Tell us your BrainPOP “Aha! Moment”. What specific use or application of BrainPOP excited you? How did it change your expectation for using BrainPOP in your teaching practice?
My BrainPOP “Aha! Moment” came in January 2015 at the Future of Educational Technology Conference (FETC) in Orlando, Florida. I had been attending for years, always making sure to get my picture taken with Moby and scoring some bookmarks and maybe a pen. This year, I decided to attend a BrainPOP classroom session. This really awesome, energetic guy named Andrew Gardner started talking about the ability to create INDIVIDUAL STUDENT ACCOUNTS and he said that it was available for all countywide subscriptions. The possibilities were endless. My first order of business was to email everyone I could think of at the district level who could unlock this magic capability. Within a couple of days, I was sent the magical school code and BAM! I set up individual accounts for all 19 third-fifth grade classes that I taught. The rest of my BrainPOP obsession is history.

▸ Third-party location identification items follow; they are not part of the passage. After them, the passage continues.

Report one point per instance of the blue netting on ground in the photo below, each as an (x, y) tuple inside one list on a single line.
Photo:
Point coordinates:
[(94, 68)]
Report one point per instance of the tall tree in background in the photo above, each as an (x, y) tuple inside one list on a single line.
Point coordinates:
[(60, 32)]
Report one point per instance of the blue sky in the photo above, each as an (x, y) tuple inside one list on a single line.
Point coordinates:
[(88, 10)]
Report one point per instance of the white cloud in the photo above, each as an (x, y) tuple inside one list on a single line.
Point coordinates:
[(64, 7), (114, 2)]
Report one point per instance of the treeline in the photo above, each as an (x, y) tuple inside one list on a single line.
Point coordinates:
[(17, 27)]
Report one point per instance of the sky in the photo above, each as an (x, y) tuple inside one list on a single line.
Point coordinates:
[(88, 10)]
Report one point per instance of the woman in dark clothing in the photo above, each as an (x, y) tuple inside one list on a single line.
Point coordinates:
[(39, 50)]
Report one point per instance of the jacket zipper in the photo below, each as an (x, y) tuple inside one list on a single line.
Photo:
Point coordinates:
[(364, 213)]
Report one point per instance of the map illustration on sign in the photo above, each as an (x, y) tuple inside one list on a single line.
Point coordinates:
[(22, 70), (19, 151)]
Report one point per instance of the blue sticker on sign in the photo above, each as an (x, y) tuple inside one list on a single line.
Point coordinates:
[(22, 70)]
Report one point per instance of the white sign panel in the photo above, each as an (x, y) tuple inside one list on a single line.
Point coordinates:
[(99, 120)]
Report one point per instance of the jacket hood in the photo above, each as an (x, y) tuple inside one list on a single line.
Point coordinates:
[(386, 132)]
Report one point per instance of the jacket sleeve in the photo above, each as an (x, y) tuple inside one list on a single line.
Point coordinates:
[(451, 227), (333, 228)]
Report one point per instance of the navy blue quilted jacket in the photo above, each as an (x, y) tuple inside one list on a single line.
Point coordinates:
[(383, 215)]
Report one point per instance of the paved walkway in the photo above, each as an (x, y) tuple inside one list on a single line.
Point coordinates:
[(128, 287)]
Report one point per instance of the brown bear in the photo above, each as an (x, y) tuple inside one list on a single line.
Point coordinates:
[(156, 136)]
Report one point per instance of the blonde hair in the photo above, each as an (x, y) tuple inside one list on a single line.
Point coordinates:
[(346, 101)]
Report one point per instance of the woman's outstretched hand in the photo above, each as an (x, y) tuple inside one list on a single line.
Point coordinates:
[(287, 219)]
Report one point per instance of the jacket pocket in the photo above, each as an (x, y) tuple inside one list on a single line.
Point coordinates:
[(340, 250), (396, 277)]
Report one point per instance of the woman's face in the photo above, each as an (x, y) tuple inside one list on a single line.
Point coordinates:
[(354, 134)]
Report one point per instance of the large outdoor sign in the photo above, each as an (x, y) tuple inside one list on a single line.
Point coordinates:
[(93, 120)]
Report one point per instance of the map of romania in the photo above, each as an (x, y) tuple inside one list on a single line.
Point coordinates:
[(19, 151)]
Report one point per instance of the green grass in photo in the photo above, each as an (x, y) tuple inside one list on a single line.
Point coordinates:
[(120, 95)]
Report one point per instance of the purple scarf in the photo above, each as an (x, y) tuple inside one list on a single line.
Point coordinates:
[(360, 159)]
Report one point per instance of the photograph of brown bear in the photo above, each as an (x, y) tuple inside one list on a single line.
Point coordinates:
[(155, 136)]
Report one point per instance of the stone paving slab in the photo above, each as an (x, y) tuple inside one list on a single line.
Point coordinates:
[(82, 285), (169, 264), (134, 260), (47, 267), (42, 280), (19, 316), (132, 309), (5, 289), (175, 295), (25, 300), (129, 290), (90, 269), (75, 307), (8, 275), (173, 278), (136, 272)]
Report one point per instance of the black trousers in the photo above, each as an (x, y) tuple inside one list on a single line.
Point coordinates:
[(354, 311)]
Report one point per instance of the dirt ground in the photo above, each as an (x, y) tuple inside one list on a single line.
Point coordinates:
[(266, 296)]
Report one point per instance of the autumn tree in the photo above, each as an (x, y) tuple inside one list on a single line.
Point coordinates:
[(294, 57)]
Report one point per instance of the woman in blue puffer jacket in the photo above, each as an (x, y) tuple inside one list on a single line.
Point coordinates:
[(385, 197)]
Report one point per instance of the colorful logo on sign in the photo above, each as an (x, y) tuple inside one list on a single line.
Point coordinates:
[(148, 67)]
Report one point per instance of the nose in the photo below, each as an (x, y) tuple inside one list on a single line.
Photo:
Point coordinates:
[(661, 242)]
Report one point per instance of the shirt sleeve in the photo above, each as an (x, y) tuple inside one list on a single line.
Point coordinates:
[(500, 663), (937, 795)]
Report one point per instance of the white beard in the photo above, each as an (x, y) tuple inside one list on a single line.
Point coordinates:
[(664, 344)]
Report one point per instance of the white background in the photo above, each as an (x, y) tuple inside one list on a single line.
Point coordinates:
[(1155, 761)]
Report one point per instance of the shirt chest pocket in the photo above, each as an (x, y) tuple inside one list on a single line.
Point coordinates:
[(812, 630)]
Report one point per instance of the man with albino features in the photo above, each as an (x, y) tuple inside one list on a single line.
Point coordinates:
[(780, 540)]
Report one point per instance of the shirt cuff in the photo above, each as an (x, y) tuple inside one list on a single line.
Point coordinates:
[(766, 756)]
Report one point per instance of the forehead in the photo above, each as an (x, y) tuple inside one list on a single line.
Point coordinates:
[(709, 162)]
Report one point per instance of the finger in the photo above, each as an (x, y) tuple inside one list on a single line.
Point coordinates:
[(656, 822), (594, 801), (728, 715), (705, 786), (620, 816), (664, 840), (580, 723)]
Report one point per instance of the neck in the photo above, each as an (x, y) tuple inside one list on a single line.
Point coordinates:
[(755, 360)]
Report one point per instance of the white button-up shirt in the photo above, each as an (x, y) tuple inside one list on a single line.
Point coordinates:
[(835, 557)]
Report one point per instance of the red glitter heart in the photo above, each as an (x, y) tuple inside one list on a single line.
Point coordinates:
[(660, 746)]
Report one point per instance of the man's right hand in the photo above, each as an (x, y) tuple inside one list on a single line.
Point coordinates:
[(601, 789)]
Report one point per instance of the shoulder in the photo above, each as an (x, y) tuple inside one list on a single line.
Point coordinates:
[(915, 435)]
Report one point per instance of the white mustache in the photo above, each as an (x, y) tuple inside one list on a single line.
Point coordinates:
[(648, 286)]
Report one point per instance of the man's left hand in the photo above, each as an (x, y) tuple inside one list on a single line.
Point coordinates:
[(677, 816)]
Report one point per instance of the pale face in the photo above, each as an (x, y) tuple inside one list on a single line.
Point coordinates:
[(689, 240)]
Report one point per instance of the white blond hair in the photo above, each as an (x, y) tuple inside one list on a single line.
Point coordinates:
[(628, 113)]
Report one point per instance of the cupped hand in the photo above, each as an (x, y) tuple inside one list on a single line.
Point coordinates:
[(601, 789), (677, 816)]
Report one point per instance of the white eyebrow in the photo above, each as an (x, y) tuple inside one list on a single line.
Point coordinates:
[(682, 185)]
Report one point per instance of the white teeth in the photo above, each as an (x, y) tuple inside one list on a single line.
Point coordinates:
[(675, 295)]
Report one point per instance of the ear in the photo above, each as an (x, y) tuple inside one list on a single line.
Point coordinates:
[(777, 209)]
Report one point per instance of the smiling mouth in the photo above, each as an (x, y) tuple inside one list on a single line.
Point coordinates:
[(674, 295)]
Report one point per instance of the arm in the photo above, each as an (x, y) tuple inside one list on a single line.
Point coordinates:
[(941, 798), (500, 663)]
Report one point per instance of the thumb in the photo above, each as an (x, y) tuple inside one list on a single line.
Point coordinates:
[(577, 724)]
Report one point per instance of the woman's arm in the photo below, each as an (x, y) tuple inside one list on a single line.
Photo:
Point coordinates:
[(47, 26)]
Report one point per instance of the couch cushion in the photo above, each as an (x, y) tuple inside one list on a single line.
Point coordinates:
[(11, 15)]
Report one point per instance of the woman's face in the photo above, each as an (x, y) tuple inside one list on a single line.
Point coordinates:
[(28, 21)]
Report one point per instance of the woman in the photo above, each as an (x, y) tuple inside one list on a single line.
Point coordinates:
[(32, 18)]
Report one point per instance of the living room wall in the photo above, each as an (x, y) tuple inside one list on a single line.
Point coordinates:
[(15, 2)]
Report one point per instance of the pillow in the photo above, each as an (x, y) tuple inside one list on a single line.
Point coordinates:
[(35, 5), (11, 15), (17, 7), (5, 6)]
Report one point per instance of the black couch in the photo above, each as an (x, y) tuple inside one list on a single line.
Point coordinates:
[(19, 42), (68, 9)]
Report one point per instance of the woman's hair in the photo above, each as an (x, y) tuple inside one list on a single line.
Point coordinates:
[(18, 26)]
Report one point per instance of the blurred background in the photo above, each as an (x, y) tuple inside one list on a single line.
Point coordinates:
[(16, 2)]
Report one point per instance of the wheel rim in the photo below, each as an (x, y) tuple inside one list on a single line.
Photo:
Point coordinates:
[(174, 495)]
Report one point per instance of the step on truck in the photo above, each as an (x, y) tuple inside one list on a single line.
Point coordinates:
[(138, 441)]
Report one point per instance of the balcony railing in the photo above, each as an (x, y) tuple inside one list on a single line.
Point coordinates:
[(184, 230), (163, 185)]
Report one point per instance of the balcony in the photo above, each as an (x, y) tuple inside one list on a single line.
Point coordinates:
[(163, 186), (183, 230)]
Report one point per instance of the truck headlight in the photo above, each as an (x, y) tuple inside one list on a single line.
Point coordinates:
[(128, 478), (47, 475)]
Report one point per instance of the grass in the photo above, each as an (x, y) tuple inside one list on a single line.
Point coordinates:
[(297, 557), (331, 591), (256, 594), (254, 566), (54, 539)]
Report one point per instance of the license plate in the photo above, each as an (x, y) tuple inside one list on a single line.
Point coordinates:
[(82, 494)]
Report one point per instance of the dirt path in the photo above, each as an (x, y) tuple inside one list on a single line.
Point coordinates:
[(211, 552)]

What is a specific lesson or unit you’ve taught in the past that you have re-formulated to bring in the new tools, features, or content you discovered through the CBE process?
As many as I can! Teachers have done a great job differentiating student learning. One area that hasn’t advanced much, especially because of high-stakes testing, is differentiation in how students show mastery. It takes a huge leap of faith to allow students CHOICE in showing what they know. Education reform has made many of us afraid to allow students to use tools such as Make-a-Map or Make-a-Movie to show that students understand concepts. We need to see that they can answer that multiple choice question. The great thing about BrainPOP is that we can do both. Create your own quiz to satisfy the necessity to prove students can answer a state test. Then, allow them to use creativity (Make-a-Map, Make-a-Movie, SnapThought enabled GameUp games, and Creative Coding) to show mastery in a way that they actually enjoy.
How do you integrate BrainPOP’s new features and tools to replace what you’ve done in the past?
The tool that I am most excited about integrating is Creative Coding. I have used Scratch, code.org, and Blockly a bit in my “Plearning” classes (that is what my young ones call my gifted classes). Starting this semester, thanks to the new requirement in Florida that computer science be offered at 6-12 grade levels, I have been asked to teach a Coding Fundamentals Class. The resources provided are bare-boned because it is an unfunded mandate by the state that was implemented right before the start of the school year. As modern-day educators, this is nothing new. Being able to use Creative Coding in BrainPOP will allow me to meet the requirements of the Coding Fundamentals Class while at the same time incorporating cross-curricular content which will benefit all subjects that the students are learning. I will look at the school data to decide which topics to include so that weak areas are being reinforced (especially in the areas of math and science, my favorites!!!) while we learn the basics of coding. That, my CBE friends, is a win-win!!!